The federal Conservative party is also undergoing an identity crisis, says Lori Williams, a policy studies professor at Mount Royal University. Since Scheer announced he was stepping down, prominent Conservatives like former Nova Scotia MP Peter MacKay and current Ontario MP Erin O’Toole have put their names forward to lead the party.
Williams said the leadership race, which is set to conclude in June, has underscored divisions in the party along regional, ideological and linguistic lines. Much will depend on the outcome of that contest when conservatives consider a cross-provincial alliance of premiers trying once again to take down the Liberal government, said Williams.
“We don’t have a Conservative leader who’s really effective in Opposition in Ottawa, and each of the provincial leaders are advocating for their own interests,” she said.

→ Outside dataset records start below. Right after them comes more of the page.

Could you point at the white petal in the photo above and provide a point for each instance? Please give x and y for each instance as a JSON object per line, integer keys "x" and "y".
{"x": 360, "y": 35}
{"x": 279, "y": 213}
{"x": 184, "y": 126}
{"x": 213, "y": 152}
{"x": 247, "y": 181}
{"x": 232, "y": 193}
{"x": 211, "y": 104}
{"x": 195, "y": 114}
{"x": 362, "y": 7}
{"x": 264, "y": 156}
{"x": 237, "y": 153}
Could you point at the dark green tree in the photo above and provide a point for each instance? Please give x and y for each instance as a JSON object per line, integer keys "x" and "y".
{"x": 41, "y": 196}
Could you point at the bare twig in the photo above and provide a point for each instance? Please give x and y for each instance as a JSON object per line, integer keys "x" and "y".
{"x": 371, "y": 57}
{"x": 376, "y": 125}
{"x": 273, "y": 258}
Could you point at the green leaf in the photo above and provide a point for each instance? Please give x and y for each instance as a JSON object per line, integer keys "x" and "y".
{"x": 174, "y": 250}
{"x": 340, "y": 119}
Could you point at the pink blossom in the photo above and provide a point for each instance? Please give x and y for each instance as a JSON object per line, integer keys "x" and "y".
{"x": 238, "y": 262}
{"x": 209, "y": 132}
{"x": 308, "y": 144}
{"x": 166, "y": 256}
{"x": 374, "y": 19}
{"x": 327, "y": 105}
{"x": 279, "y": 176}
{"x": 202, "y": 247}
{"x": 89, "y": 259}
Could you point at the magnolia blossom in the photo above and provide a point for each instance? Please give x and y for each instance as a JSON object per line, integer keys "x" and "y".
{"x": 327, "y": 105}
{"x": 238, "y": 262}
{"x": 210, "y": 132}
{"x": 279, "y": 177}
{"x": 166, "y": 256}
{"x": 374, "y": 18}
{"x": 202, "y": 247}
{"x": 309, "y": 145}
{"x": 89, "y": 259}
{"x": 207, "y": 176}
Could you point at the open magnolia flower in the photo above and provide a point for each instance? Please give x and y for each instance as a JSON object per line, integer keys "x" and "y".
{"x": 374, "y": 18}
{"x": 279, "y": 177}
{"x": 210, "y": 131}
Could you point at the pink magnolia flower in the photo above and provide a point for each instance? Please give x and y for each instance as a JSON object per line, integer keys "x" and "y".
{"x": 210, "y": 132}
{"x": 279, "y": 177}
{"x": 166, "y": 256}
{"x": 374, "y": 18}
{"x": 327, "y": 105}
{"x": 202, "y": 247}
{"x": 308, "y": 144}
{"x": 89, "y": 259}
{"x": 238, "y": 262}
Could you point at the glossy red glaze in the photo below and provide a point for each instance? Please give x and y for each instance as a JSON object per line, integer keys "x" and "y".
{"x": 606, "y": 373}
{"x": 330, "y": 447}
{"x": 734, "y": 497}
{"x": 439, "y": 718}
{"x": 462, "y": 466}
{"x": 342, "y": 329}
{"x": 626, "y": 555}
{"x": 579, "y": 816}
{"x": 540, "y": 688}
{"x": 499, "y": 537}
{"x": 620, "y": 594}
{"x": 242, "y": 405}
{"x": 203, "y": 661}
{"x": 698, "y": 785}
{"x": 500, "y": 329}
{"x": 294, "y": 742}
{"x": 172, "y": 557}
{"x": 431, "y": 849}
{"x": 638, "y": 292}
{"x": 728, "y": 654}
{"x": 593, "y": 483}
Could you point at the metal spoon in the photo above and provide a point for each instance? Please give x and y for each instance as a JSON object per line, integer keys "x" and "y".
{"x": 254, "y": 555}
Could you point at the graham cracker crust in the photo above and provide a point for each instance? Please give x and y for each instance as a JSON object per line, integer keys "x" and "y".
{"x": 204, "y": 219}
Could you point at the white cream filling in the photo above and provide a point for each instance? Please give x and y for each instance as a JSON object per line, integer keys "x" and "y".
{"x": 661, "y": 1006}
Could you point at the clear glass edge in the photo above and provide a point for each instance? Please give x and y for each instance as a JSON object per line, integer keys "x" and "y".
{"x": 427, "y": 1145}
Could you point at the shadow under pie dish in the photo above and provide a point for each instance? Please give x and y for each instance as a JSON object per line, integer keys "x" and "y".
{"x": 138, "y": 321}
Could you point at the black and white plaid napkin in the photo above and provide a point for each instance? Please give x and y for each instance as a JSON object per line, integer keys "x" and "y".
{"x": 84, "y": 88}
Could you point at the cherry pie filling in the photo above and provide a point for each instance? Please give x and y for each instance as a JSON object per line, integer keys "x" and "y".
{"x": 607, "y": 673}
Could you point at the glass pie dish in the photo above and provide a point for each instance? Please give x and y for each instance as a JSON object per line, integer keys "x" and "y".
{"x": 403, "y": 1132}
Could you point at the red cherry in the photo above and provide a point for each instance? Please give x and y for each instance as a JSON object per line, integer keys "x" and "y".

Powers, the conservative strategist, says Kenney and Ford are both likely taking a wait-and-see approach to the Conservative leadership race. Although the two are friendly and able to work together, there’s always competition in politics: “Everyone wants to be seen as the big leader, the big dog, so to speak.”
In the absence of a federal Conservative leader, Kenney is probably the biggest conservative voice on the block, he said. Kenney wanted Rona Ambrose to run, but now that she’s decided not to, he “doesn’t have a natural pony in this race.”
Still, Kenney will be an important ally for any future Conservative leader, given the party’s evergreen popularity in Alberta.
Williams also said that voters signalled in polling throughout the last federal election campaign that they wanted both provincial and federal governments to address big problems affecting all Canadians, like the economy and climate change.
Kenney and Ford will have to work hand in hand with Trudeau to accomplish their goals, like getting pipelines built and having viable plans for the environment, she said.
“(Voters) don’t care about the disputes, the differences between levels of government or between parties,” she said. “They care about finding solutions to the problems they’re facing on a day-to-day basis.”
The division between the Alberta and Ontario premiers may be somewhat personal now, too, going beyond the simple need to get re-elected.
During the election, the federal Conservatives asked Ford to stay away from the campaign trail because he was seen as a liability with his support tanking in Ontario — a province where the federal party desperately needed seats.
Meanwhile, Kenney attended Conservative events and stumped for Scheer. The Alberta premier is known for his ability to drum up support during elections, a reputation stemming from his time as a federal MP under Stephen Harper.
But the two provinces still have some common ground. Both likely still want Trudeau out of power and the courts are still dealing with both provinces challenging the federal carbon tax.
“As you get further into your mandate, there’s greater propensity to go your own way,” said Young.
“Governing becomes more reactive … economically, Ontario and Alberta are in very different places.”